Amazon Certification Architect Professional

1. AWS And General IT Knowledge

Working with VPC and DNS

  1. to leave the deafult DNS in the dhcp set leave the text "Amazon DNS"
  2. with a DHCP internal you cannot resolve the dns from on premise

Storage

  1. S3 max files size 5 TB , 5 GB single file
  2. Glacier 40 TB per archive , single upload is 4 GB
  3. EBS: you can encrypt during a copy process if the start volume is not encrypted

RDS

  1. Read reaplica use mysql asynchronus
  2. If the master instance fail the read replica instance can be used as failover BUT only to read data
  3. Mysql can run read replica in other regions in this case use always the SSL/TLS option.

to review this replication notes

Migrate from AWS to ON PREM
  1. AWS - configure as replication source
  2. AWS - mysqldum
  3. ON PREM - mysql restore
  4. ON PREM - sync replicate with AWS
  5. ON PREM - stop replication
  6. AWS - stop instance
Migrate from ON PREM to AWS
  1. ON PREM - set read only
  2. ON PREM - mysqldump
  3. ON PREM - set write again
  4. AWS RDS - do a mysql restore
  5. AWS RDS - activate replication

Disaster Recovery

Time:

  • RTO Recovery TIME Objective
  • RPO Recovery POINT Objective

Methods:

  • Pilot Light
  • Warm Stadby

Storage Gateway

there 3 ways to use it

  1. Gateway-cached volumes— You can store your primary data in Amazon S3 and retain your frequently accessed data locally (it is a storage not a backup system)
  2. Gateway-stored volumes— In the event that you need low-latency access to your entire data set, you can configure your gateway to store your primary data locally, and asynchronously back up point-in-time snapshots of this data to Amazon S3
  3. Gateway-virtual tape library (gateway-VTL) — With gateway-VTL, you can have an almostlimitless collection of virtual tapes.
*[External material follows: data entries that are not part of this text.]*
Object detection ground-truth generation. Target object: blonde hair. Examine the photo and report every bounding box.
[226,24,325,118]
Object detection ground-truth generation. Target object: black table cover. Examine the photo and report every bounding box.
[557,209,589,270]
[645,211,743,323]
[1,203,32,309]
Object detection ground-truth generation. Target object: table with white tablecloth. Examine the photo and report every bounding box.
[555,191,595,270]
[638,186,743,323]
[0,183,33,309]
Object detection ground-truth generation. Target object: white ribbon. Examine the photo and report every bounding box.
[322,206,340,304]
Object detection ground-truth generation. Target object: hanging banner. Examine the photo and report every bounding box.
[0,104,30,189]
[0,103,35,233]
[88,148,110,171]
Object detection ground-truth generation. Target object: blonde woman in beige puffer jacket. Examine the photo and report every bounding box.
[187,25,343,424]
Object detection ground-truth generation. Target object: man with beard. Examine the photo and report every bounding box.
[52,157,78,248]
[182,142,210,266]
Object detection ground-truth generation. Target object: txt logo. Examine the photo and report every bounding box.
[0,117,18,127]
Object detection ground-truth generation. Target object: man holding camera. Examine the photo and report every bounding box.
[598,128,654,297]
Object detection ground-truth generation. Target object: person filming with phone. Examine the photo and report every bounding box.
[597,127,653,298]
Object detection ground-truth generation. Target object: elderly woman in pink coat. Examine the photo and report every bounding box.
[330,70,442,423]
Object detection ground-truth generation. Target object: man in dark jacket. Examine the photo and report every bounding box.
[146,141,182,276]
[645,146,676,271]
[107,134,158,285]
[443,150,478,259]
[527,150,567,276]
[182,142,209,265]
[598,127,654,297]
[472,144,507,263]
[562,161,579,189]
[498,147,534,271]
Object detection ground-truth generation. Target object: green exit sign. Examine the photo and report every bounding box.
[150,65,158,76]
You can store each virtual tape in a virtual tape library (VTL) backed by Amazon S3 or a virtual tape shelf (VTS) backed by Amazon Glacier

Elastic Load Balancer , change policy

with these commands it is possible send the requestor ip for a tcp protocol from the balancer to the ec2 machine where there is the nginx installed

 aws elb create-load-balancer-policy --load-balancer-name ophy-pipp-ElasticL-1KUZ4IS2YGYY0 --policy-name linuxacademy-protocol-policy --policy-type-name ProxyProtocolPolicyType --policy-attributes AttributeName=ProxyProtocol,AttributeValue=true

aws elb describe-load-balancer-policies --load-balancer-name ophy-pipp-ElasticL-1KUZ4IS2YGYY0
{
    "PolicyDescriptions": [
        {
            "PolicyAttributeDescriptions": [
                {
                    "AttributeName": "ProxyProtocol",
                    "AttributeValue": "true"
                }
            ],
            "PolicyName": "linuxacademy-protocol-policy",
            "PolicyTypeName": "ProxyProtocolPolicyType"
        }
    ]
}

aws elb set-load-balancer-policies-for-backend-server --load-balancer-name ophy-pipp-ElasticL-1KUZ4IS2YGYY0 --instance-port 80 --policy-names linuxacademy-protocol-policy

if you also change the main nginx.conf so the ip of the requestor is logged in the main log file
 server {
 listen 80 proxy_protocol;
 listen [::]:80 proxy_protocol;
 set_real_ip_from 10.0.0.0/16;
 real_ip_header proxy_protocol;
 server_name _;
 root /usr/share/nginx/html;

 http {
 log_format main ‘$proxy_protocol_addr - $remote_user [$time_local] “$request” ‘
 ‘$status $body_bytes_sent “$http_referer” ‘
 ‘”$http_user_agent” “$http_x_forwarded_for”’;

after that if you do a tail on the log you will see the public ip instead of the ELB private ip 10.0.2.65

 10.0.2.65 - - [10/Jul/2017:10:09:47 -0400] "GET /favicon.ico HTTP/1.1" 404 3650 "http://ophy-pipp-elasticl-1kuz4is2ygyy0-559468751.us-east-1.elb.amazonaws.com/" "Mozilla/5.0 (Windows NT 6.1; Win64; x64) AppleWebKit/537.36 (KHTML, like Gecko) Chrome/59.0.3071.115 Safari/537.36" "-"
10.0.2.65 - - [10/Jul/2017:10:29:21 -0400] "PROXY TCP4 123.125.71.56 10.0.2.65 15682 80" 400 173 "-" "-" "-"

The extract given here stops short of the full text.